A month after this conversation at Smiley’s the country went to war. There was enlisting and recruiting, and three self-forgetting men — the three who had met at the drug-store — put themselves at the Nation’s service, and were accepted and ordered with their company to a mobilization camp. They might, so rumor said, be sent to France to fight in the trenches, and with this possibility before them they said good-bye to their friends, amid the waving of flags and blaring of bands, at the train.

‘Good-bye,’ said Mr. Hunter to the young men of his Bible Class who had escorted him to the station. ‘Remember me when you pray.

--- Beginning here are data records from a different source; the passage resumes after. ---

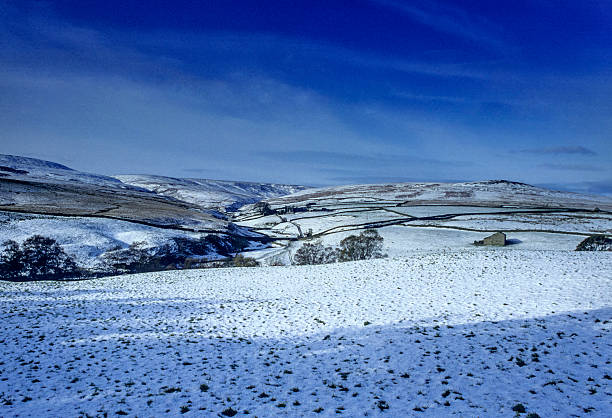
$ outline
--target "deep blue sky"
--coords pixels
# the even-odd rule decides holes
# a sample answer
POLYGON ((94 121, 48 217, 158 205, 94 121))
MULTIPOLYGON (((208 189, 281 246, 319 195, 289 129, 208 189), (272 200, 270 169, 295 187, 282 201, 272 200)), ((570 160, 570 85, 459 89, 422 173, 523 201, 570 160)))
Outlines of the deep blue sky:
POLYGON ((610 1, 0 0, 0 153, 612 194, 610 1))

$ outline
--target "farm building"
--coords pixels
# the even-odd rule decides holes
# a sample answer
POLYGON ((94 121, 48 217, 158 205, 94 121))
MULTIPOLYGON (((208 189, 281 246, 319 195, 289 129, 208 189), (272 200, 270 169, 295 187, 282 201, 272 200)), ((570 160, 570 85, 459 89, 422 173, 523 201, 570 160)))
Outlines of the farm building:
POLYGON ((506 234, 503 232, 496 232, 493 235, 486 237, 482 241, 474 241, 474 245, 493 245, 503 247, 506 245, 506 234))

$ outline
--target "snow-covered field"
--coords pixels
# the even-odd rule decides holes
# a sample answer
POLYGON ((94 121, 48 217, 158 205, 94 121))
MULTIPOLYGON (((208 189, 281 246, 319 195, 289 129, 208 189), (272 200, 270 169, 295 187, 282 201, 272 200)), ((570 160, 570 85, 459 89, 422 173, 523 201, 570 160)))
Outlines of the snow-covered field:
MULTIPOLYGON (((522 209, 525 211, 525 209, 522 209)), ((248 211, 239 225, 280 238, 314 234, 325 245, 337 246, 348 235, 381 223, 377 228, 384 238, 384 251, 392 257, 406 257, 414 251, 438 249, 478 250, 473 242, 495 231, 505 231, 509 246, 502 250, 574 250, 588 235, 610 234, 612 214, 608 212, 517 213, 518 209, 462 206, 406 206, 364 208, 360 204, 333 210, 253 216, 248 211), (469 213, 471 215, 459 215, 469 213), (425 219, 451 215, 449 219, 425 219)), ((528 210, 531 212, 531 210, 528 210)), ((264 264, 291 263, 292 254, 303 241, 292 242, 285 249, 272 248, 250 253, 264 264)))
POLYGON ((0 415, 609 416, 611 289, 513 249, 0 283, 0 415))
POLYGON ((421 206, 378 209, 343 209, 329 212, 312 211, 295 214, 268 215, 238 219, 239 224, 267 230, 271 236, 297 236, 297 225, 303 233, 337 232, 385 221, 406 221, 410 226, 444 226, 491 230, 541 230, 576 232, 578 234, 605 234, 612 232, 612 213, 609 212, 545 212, 517 213, 517 210, 480 207, 460 211, 455 206, 421 206), (503 213, 507 212, 507 213, 503 213), (461 215, 461 214, 466 215, 461 215), (423 219, 431 216, 452 215, 449 219, 423 219))
MULTIPOLYGON (((276 213, 263 216, 256 207, 245 206, 234 222, 271 237, 311 235, 332 246, 360 230, 377 228, 385 239, 384 251, 392 257, 477 250, 474 241, 498 231, 507 235, 505 250, 546 251, 573 250, 589 235, 612 232, 612 200, 607 197, 506 181, 338 186, 267 202, 276 213)), ((302 242, 289 242, 284 249, 274 244, 250 255, 264 264, 291 264, 302 242)))
MULTIPOLYGON (((474 241, 481 240, 490 233, 461 231, 455 229, 414 226, 389 226, 378 229, 384 238, 383 252, 389 257, 412 257, 414 253, 437 250, 453 251, 490 251, 488 247, 475 247, 474 241)), ((359 231, 346 231, 320 238, 324 245, 338 246, 340 241, 359 231)), ((509 245, 497 248, 496 251, 539 250, 539 251, 573 251, 584 239, 580 235, 513 232, 507 235, 509 245)), ((293 255, 304 241, 291 242, 288 246, 273 244, 272 247, 249 251, 249 257, 258 259, 262 264, 291 264, 293 255)))
POLYGON ((551 230, 586 234, 611 234, 612 214, 520 214, 459 216, 447 221, 416 222, 478 230, 551 230))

I don’t mean, ask God to do particular things for me, for God has everything to do with everything, and this that we’re going in for may reach beyond humanity and beyond this planet. Only think of me when you think of God — remember me when you pray.’

‘ Good-bye,’ said Mr. Bradley, grasping the hand of his law-partner and closest friend. ‘It has been a tug to do this, but I have orders — orders, Frank! Do you know ’ — he was clearly agitated — ‘I have almost the sense of a hand on my shoulder—almost the sense of a voice talking familiarly in my ear?’

‘Good-bye,’ said Mr. Smiley to the small Samuel. ‘I don’t know how I’m going to stand for it, old chum, I sure don’t. I just could n’t go if it was n’t for one thing: we’re going to make ’em stop taking their daddies away from little tads like you.’

And the collar of the Oliver Twist suit was moist, as he pressed its wearer close to his heart.